Remember those dark days before ONIX standards, search
inside the jacket, or even picture of the jacket?
Contextual data , or as it in know, Metadata, is produced to
help consumers find the book, validate it and also to promote it. When the physical
bookshelf was the only option, then we relied heavily on the touchie, feely
approach and the promotional sell was to the bookshop. After all,'if it isn’t on
the shelf you can’t sell it' and bookstores often have finite shelf space at all
levels. Then came the internet and it wasn’t so much about getting it on the
shelf, but making it visible amongst the hundreds of thousand others. The onus
shifted from supplying the retailer with basic information to supplying the
consumer with rich information. Now we
are entering a new phase where the book starts to promote itself and it only
the consumer that counts.
The new industry metadata standard (ONIX), has helped define
the basic metadata and also its adoption across the supply chain. It served the
intermediary world well , but is it enough in a consumer only world where
titles are effectively on consignment and don’t have to be sold to the retailer?
Many will argue that standards and agreed data structures are
a must and without them books will just be lost in the new virtual space.
Others will counter saying that they all too often act as a straight jacket and
are still supply chain focused and not consumer orientated. Somewhere in
between lies the reality, the challenge and the opportunity.
One of the greatest constraints the standards give us is on genre
classification. We appear to have created the standard ‘tree, branch, twig’ hierarchical
approach to genre classification. This was great when you had one book and only
had one slot in a bookstore to display it, but is it really as relevant in a virtual
bookstore with infinite shelf space where the book can sit in literally
thousands of relevant slots? Is it relevant when digital content itself can
define in which genres it belongs? Is it relevant to the consumer who is
constantly finding and redefining genre and can’t wait for the standards bodies
to endorse the name? After all, by the time new vocabulary is defined in the authoritative
dictionaries, it already has been widely adopted and used.
So we now have a truly ‘mixed’ economy comprising, physical
books sold through physical stores, physical books sold through digital stores
and digital books sold through digital stores. Should the same construct serve
all three channels, or should the physical model act as a loose base, but we
adopt more appropriate and consumer facing methods for the digital world?
Amazon Kindle only allows two ‘dry’ classifications and
seven keywords, Kobo is more tolerant and PubIt is only just about to finally
go international.
Are genres truly hierarchical or now lateral? Are keywords
now more important than the headline genre? Do we find ‘books like’ through
sales or more sophisticated means? Do we enable keywords to be excluded as well
as included? How do we express multiple demographic appeal? How do we rate relevance?
How do we rate or harness genuine reviews?

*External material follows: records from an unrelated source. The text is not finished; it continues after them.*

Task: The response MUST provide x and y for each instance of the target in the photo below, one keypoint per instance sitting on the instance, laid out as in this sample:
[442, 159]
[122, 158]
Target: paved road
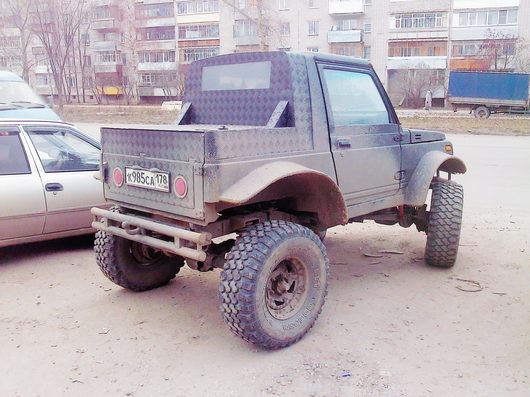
[397, 328]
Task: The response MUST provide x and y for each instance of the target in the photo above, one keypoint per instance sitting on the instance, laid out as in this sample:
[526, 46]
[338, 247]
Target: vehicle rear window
[13, 158]
[239, 76]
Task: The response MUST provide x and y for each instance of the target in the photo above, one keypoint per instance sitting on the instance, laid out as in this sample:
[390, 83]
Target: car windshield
[18, 92]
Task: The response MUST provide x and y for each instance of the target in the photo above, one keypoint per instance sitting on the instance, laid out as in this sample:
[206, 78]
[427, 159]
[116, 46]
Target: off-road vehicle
[268, 152]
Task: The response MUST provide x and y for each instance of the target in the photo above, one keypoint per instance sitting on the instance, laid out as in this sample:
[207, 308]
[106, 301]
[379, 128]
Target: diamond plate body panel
[222, 145]
[168, 150]
[156, 143]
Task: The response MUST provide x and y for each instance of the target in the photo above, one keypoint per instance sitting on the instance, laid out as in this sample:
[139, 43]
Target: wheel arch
[421, 178]
[312, 191]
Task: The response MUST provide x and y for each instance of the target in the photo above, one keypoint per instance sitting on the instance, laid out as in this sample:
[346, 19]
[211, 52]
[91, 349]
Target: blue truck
[489, 92]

How do we use the content itself to
define its appeal? Do new books always come before older ones?
We don’t have the answers, but we do realise that today’s
cumbersome expressions are frustratingly restrictive and far from being engaging
and in some cases relevant. They provide a base in the digital world, but sadly
not much else.
Today, finding a new unknown title in these silos, is like
finding a digital needle in a giant digital haystack.